A Generation Addicted | Teen Ink

A Generation Addicted

January 6, 2012
By Caitlyn Spurgeon BRONZE, Vinita, Oklahoma
Caitlyn Spurgeon BRONZE, Vinita, Oklahoma
1 article 0 photos 0 comments

I live in a society and generation in which teenagers are obsessed with communicating with one another. On average teens send 3,339 text messages a month and spend a whopping 31 hours a week online, only 9 hours short of a full time job! Social networking sites such as Facebook, Twitter, and Youtube serve to take up most of those 31 hours. Going one day without sending a text message or getting online to check all the latest gossip on Facebook would surely be a crisis, but I think that is the problem.

As a generation we are losing the art of face- to- face contact. Sending a text message is much easier than actually confronting or conversing with someone in person. A teenager is more likely to say mean, nasty things that he or she would never actually have had the courage to say in person, in a text. Text messaging gives the members of the opposite sex much more confidence to talk to their crush, but then when faced with the difficult task of talking in person there is no connection because the relationship was not built on a deep, meaningful conversation but on a text based conversation.

This technology overload is causing our generation to lose social skills. When a person is used to sending instant messages on the computer and text messages from her high dollar cell phone it becomes very hard for a teen to communicate with the older generations who would prefer a face to face conversation or even a phone call to a conversation in text messages. In that way it is causing a barricade between the two generations: our parents and us. This becomes very important because that older generation is going to become our bosses someday if they aren’t already. This loss of communication between the two generations could quite possibly be very detrimental to our society.

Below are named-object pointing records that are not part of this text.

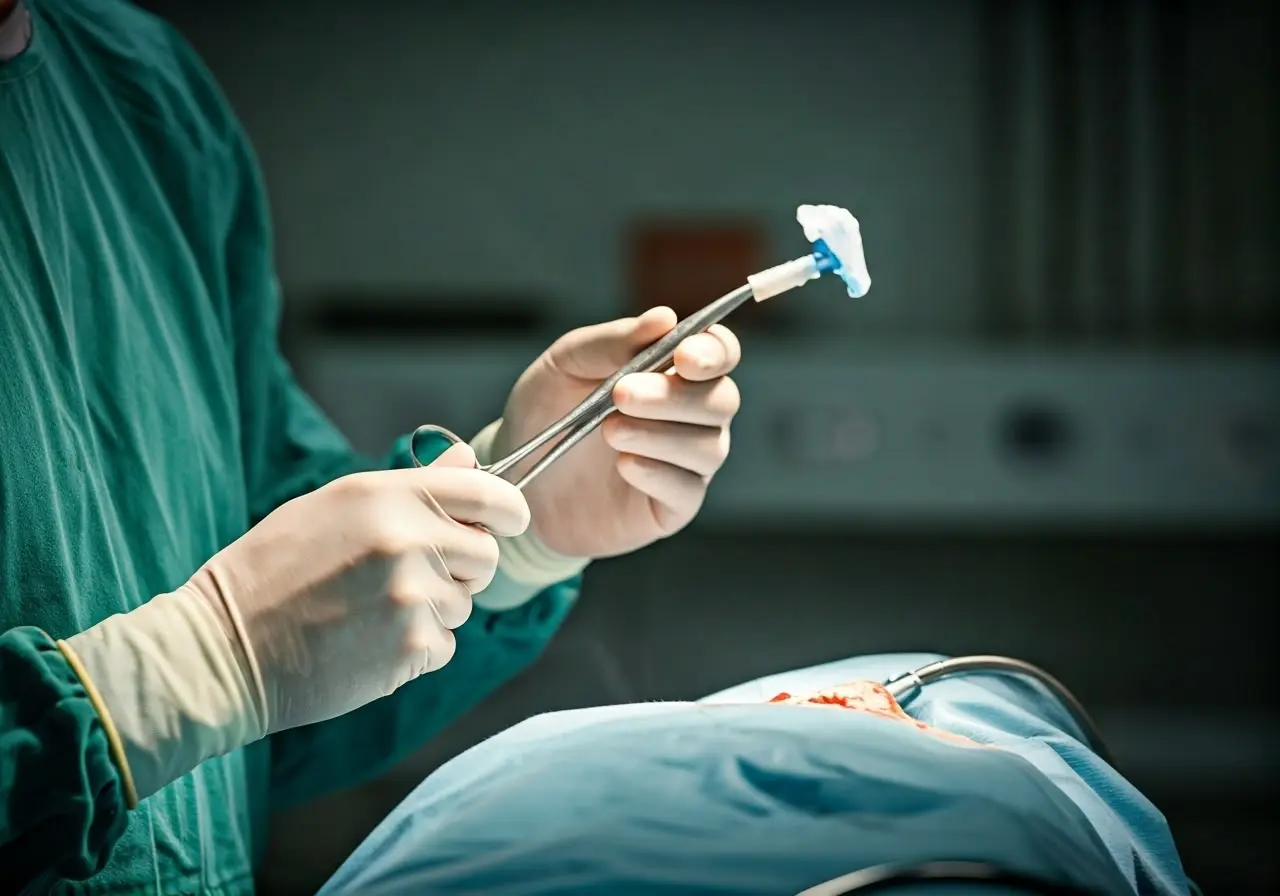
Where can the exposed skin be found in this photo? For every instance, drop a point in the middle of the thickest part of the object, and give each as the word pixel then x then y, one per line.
pixel 867 696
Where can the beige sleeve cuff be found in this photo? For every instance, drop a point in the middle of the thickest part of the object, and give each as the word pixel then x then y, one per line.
pixel 168 686
pixel 526 566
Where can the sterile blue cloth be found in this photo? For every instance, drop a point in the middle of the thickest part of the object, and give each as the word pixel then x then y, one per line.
pixel 730 795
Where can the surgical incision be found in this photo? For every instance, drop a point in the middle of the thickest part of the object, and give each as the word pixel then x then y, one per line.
pixel 867 696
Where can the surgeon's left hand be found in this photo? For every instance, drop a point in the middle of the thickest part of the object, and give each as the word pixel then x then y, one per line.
pixel 644 472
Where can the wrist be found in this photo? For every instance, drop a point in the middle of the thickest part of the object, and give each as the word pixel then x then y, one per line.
pixel 525 566
pixel 169 686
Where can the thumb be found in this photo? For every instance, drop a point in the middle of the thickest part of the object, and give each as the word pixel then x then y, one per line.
pixel 458 455
pixel 595 352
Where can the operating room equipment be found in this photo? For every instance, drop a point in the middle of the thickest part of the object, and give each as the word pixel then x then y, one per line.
pixel 837 248
pixel 908 685
pixel 735 795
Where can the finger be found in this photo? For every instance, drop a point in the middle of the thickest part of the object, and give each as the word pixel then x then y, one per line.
pixel 709 355
pixel 676 400
pixel 421 590
pixel 430 641
pixel 470 556
pixel 699 449
pixel 451 602
pixel 458 455
pixel 675 494
pixel 475 497
pixel 595 352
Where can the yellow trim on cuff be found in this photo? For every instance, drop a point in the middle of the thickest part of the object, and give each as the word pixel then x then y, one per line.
pixel 104 714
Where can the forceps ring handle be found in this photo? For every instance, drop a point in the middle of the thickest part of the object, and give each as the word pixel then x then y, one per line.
pixel 437 430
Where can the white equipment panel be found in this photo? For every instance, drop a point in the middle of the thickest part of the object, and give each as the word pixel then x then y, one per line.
pixel 828 435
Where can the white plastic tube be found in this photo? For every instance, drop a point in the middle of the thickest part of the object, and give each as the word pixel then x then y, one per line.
pixel 782 278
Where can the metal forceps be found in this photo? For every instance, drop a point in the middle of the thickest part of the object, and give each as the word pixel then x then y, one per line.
pixel 593 410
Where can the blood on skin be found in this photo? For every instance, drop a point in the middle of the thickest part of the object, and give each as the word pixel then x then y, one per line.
pixel 867 696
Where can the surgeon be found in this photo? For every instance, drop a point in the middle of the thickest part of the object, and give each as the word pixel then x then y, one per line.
pixel 209 606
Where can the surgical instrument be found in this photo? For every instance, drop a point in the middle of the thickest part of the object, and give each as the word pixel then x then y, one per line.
pixel 836 247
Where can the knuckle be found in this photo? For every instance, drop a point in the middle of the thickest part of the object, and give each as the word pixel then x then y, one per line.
pixel 731 396
pixel 455 607
pixel 440 652
pixel 722 447
pixel 489 551
pixel 405 595
pixel 388 543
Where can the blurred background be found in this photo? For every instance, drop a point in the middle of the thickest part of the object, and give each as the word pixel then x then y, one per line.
pixel 1051 430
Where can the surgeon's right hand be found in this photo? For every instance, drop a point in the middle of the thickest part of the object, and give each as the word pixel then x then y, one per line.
pixel 333 600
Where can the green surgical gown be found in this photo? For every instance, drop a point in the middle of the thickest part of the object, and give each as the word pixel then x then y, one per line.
pixel 146 420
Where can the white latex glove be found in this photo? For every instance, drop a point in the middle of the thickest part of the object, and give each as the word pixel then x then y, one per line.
pixel 643 475
pixel 333 600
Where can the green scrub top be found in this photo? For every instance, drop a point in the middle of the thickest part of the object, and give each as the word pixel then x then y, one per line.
pixel 147 420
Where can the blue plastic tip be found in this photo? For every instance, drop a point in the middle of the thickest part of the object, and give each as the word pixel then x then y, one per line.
pixel 827 260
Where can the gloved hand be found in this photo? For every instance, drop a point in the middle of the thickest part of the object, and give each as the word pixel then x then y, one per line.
pixel 333 600
pixel 644 474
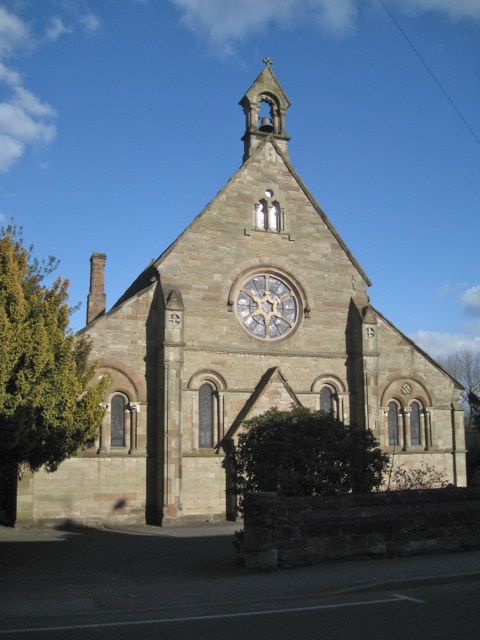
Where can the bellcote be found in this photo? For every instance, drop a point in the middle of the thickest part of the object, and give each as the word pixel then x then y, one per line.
pixel 267 89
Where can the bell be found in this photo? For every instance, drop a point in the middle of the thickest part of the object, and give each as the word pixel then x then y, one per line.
pixel 266 125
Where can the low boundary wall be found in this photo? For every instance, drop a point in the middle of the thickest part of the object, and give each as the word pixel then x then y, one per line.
pixel 323 528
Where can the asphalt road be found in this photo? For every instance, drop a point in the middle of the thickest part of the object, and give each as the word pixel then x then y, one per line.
pixel 183 583
pixel 433 612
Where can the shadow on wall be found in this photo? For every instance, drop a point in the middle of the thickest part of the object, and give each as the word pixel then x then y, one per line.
pixel 78 555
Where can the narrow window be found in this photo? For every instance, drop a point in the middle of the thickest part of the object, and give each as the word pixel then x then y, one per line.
pixel 392 423
pixel 205 415
pixel 326 400
pixel 118 421
pixel 273 217
pixel 260 215
pixel 415 423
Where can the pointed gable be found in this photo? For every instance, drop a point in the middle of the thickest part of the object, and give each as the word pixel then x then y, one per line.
pixel 272 390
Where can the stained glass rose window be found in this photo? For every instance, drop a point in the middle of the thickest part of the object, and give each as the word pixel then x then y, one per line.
pixel 267 307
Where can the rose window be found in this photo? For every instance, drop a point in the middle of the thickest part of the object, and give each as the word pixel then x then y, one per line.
pixel 266 306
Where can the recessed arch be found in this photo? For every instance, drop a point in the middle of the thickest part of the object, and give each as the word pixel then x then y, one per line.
pixel 404 389
pixel 329 380
pixel 127 379
pixel 207 375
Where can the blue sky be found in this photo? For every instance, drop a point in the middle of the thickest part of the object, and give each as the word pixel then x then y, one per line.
pixel 119 121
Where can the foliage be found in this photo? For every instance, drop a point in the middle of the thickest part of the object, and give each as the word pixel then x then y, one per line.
pixel 464 365
pixel 426 477
pixel 303 453
pixel 47 409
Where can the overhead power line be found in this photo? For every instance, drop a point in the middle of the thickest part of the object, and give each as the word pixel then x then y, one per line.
pixel 429 70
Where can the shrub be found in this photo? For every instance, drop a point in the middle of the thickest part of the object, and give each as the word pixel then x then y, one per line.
pixel 305 453
pixel 426 477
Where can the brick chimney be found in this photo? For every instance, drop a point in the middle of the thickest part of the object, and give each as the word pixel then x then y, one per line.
pixel 96 300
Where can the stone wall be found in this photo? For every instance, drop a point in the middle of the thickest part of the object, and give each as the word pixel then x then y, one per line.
pixel 85 491
pixel 324 528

I think we as teens should take back our generation. Technology is a great thing that makes our lives and research for school much easier, but the way teens are abusing it could make an entire generation become socially inadequate. We as a generation need to get back to building relationships through face to face conversations along with texting relationships. A smile seen with your own eyes instead of (-: or the sound of laughter instead of LOL is so much more meaningful and I think that teens should slow down on the technology overload before it spirals out of control.